With annual Halloween consumer spending at $7 billion and over 60% of the American population celebrating the holiday, it goes without saying that it is a big holiday, (for more fun Halloween statistics visit Statistic Brain). Packed full of imagery and symbolism, Halloween, has gone through a variety of developments and changes throughout the centuries. Currently, it is a day for dressing up in costumes and eating candy, but, Halloween is actually an ancient tradition that began long before candy corn and the costumes were invented.

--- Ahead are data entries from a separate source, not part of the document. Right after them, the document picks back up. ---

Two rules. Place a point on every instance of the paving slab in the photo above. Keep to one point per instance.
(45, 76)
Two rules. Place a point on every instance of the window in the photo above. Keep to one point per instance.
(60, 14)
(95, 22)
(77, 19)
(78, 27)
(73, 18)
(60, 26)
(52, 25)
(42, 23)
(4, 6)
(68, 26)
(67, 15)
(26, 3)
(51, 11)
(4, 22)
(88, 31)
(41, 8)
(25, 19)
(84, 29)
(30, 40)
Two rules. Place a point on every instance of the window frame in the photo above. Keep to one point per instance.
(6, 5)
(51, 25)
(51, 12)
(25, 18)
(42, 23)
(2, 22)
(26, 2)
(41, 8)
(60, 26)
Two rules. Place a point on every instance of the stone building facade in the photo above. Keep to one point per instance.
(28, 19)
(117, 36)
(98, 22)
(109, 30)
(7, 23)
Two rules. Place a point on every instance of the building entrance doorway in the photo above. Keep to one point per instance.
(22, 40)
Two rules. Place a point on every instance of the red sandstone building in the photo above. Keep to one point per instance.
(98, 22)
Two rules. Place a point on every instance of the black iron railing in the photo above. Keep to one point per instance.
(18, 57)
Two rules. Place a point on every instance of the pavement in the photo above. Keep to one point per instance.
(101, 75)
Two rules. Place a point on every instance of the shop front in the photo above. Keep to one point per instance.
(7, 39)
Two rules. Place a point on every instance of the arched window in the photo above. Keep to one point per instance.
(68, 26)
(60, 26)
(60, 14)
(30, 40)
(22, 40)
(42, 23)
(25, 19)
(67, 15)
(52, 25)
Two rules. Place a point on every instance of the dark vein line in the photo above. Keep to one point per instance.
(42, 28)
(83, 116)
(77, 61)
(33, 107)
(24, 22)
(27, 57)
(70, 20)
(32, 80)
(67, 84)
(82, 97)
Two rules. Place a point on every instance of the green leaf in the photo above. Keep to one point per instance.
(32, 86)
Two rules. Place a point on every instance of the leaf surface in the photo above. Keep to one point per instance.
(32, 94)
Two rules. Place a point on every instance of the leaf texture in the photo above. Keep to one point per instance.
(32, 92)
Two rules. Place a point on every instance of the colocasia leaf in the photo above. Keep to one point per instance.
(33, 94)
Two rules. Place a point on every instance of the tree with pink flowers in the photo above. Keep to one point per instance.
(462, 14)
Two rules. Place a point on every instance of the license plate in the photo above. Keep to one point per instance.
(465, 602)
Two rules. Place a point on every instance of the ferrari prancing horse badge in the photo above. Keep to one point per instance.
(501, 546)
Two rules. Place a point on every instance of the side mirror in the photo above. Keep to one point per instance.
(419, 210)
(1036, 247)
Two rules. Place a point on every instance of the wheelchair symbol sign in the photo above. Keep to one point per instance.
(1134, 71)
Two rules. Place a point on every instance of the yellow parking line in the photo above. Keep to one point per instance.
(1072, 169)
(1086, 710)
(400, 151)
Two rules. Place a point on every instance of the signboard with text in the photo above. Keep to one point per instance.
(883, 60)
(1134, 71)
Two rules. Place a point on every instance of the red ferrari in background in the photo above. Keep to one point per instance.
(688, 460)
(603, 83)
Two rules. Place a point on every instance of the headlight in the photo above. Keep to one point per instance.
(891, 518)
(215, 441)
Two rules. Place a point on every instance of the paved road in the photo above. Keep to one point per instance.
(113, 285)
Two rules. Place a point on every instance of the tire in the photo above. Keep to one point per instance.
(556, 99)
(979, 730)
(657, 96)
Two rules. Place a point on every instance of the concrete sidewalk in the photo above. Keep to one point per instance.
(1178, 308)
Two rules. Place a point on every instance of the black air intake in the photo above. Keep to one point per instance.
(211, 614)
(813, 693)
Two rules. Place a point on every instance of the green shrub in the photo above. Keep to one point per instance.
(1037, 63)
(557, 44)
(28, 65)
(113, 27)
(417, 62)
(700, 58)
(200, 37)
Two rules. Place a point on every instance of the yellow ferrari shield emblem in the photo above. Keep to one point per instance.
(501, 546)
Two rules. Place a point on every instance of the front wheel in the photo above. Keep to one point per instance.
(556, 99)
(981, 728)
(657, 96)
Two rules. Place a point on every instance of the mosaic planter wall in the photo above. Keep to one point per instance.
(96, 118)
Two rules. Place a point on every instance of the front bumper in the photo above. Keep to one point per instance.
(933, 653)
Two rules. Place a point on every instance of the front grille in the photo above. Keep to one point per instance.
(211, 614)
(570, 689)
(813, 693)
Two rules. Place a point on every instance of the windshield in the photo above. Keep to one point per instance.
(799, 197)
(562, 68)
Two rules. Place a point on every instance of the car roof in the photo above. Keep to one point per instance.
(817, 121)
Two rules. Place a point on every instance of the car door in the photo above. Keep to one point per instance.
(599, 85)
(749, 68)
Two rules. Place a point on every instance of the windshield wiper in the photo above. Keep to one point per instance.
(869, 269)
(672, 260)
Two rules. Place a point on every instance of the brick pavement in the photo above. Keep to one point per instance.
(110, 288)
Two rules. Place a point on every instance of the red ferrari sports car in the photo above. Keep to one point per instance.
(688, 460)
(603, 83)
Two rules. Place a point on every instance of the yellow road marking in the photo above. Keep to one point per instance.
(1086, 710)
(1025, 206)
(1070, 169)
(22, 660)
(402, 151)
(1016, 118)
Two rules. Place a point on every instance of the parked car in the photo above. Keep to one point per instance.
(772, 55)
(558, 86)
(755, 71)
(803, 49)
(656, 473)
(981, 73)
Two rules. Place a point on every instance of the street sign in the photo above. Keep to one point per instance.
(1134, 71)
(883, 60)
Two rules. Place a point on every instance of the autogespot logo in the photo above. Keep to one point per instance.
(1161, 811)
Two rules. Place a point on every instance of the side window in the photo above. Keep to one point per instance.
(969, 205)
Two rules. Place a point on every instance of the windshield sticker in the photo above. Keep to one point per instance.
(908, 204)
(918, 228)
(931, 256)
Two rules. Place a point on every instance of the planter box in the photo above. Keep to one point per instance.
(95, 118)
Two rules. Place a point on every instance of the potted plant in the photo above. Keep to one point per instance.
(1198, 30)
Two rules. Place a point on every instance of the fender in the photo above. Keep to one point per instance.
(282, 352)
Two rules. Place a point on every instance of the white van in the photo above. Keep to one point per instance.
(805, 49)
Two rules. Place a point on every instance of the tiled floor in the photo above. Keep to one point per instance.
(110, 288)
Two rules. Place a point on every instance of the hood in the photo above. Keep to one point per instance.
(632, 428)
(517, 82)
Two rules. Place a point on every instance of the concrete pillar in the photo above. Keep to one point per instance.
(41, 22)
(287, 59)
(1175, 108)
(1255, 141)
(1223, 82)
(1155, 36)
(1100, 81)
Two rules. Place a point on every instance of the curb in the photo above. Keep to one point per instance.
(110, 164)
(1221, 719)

How Did Halloween Get Started?
There are several different thoughts about how Halloween was originated, but for the most part, almost everyone agrees that it is a holiday based more on harvesting than on the horror. The most noted fact about Halloween is that the Celts started this annual tradition. According to “legend”the Celts celebrated the New Year on November 1st as a way to mark the end of summer and the beginning of the long, dark and cold winter (go here for more information on the Celtic influence on Halloween). In celebration of the New Year, they staged a harvest festival, which was known as Samhain. Samhain was meant to provide protection for them and their crops against the upcoming winter. The name Halloween actually didn’t come about until during the 800’s, Pope Boniface IV named November 1st All Saints’ Day (All-Hallows Day), which was a day meant to honor those who had died for their Christian beliefs. Shortly thereafter, the night before All-Hallows Day became known as All-Hallows Eve and was eventually shortened to Halloween.

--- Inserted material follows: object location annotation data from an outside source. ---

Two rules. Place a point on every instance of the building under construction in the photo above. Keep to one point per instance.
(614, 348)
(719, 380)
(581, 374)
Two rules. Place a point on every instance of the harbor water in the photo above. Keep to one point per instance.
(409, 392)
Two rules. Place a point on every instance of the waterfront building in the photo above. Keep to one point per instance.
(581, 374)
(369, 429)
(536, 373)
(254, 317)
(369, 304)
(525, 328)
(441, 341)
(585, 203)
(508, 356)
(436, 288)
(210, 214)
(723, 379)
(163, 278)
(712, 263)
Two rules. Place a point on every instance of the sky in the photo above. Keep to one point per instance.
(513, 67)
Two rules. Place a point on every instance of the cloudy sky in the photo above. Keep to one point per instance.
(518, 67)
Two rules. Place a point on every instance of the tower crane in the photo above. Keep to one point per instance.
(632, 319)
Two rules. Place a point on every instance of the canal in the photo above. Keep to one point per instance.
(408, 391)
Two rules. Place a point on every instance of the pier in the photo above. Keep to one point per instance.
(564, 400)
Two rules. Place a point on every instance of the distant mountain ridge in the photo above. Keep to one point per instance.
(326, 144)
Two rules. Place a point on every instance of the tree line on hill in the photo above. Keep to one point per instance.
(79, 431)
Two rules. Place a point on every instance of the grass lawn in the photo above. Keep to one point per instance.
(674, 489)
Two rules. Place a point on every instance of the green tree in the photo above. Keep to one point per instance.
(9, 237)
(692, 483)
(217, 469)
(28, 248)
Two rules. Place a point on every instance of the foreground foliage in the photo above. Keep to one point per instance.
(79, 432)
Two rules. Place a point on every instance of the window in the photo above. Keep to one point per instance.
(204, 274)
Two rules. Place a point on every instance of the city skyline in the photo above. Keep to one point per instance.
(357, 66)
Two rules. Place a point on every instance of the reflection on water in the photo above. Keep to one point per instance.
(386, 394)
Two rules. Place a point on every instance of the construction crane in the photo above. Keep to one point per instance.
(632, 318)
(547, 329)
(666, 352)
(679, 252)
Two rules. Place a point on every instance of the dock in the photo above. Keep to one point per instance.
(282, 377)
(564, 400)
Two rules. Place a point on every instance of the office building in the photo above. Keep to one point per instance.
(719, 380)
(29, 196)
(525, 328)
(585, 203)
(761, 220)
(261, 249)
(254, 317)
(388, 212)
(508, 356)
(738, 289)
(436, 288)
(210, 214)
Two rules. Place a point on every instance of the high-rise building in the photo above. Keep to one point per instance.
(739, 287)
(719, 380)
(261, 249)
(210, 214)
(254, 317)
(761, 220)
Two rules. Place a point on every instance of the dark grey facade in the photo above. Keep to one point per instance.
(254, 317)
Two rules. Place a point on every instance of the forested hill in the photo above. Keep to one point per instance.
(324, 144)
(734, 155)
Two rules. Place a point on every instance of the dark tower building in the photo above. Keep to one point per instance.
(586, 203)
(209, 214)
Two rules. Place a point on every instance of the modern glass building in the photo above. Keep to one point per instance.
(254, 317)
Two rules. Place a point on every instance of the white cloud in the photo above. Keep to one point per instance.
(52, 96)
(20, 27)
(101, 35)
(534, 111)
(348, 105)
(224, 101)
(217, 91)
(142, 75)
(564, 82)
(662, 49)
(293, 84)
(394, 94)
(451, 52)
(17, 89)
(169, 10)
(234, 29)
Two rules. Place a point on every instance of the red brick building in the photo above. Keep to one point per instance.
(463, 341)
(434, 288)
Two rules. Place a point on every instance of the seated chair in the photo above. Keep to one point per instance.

From Trick or Treat to Costumes?
During the All Saint’s Day celebrations in England, families would have a variety of festivities and parades. The poor people in town wanted to take food to the festivities, so they would go door-to-door, begging for food. In exchange for the soul cakes they were given, they would promise to pray for the dead relatives of families who gave them the soul cakes. Over time, this became a tradition in itself and neighborhood children would “go a souling”, which meant visiting homes in the neighborhood and being rewarded with money and/or food.
Centuries ago, it was believed that ghosts would roam the streets on Halloween, so people began wearing masks when they would leave their homes as a way to fool the ghosts into thinking that they were ghosts too. People also placed bowls of food outside their doors to satisfy a ghost and prevent them from entering their house.

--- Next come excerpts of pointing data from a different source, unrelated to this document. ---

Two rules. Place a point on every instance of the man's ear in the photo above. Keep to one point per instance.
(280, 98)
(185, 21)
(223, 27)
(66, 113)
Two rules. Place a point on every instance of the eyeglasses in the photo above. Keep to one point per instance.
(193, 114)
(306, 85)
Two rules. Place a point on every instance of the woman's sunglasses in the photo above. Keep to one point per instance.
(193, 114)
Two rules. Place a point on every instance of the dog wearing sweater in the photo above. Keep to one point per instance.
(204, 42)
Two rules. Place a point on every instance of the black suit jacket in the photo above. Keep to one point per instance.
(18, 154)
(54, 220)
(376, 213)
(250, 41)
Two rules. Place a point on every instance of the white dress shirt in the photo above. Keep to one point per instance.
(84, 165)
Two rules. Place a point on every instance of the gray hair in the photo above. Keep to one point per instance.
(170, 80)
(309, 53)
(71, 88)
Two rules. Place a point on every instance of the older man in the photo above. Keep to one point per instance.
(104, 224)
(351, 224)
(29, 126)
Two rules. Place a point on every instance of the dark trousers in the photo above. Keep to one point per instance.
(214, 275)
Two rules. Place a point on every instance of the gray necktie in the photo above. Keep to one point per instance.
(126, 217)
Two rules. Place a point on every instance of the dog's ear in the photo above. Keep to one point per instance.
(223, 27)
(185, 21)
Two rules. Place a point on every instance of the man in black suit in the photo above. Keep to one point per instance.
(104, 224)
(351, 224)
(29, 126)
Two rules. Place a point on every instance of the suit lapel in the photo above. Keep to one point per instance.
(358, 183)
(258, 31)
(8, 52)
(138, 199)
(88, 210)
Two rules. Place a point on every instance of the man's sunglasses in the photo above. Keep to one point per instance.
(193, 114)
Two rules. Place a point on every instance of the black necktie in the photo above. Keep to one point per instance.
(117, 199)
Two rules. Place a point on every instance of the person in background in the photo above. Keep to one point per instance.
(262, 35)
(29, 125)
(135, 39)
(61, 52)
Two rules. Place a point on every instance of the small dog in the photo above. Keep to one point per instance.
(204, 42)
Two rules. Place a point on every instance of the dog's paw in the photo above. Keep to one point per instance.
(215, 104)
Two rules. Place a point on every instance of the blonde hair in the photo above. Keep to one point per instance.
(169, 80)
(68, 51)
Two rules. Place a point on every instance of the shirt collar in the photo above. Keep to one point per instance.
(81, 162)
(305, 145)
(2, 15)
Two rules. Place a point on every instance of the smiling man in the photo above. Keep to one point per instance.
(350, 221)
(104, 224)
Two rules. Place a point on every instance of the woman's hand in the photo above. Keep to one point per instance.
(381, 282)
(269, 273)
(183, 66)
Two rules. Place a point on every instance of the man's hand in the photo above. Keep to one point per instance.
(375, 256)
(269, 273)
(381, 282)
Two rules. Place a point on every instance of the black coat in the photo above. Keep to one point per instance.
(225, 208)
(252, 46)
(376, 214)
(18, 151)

There is an old Irish story that says a man by the name of Stingy Jack was not allowed to enter either heaven or hell, because of all the tricks he played on others while he was still alive. According to the story, the devil gave Stingy Jack a hollowed out turnip and a glowing piece of coal, so that he would be able to find his way in the dark. The Irish named the wandering ghost “Jack of the Lantern”, which over time was shortened to Jack-o-Lantern. Irish and Scottish children would recreate the lantern, by using a turnip and a candle, to scare away Stingy Jack and other spirits. The tradition continued for numerous years, until European immigrants arriving in America found that pumpkins would be much better because they were bright orange.
As centuries passed, Halloween has become the second largest commercial holiday in America. The traditions continue, but masks and begging for soul cakes have been combined and today’s tradition is for children to dress up in fun costumes, not to scare ghosts, but to get candy and treats from their neighbors. Jack-o-lanterns are now carved with designs ranging from funny faces to intricate landscapes. But, regardless of how traditions have changed, one thing that continues according to legend is that Stingy Jack continues to roam the earth trying to find his way.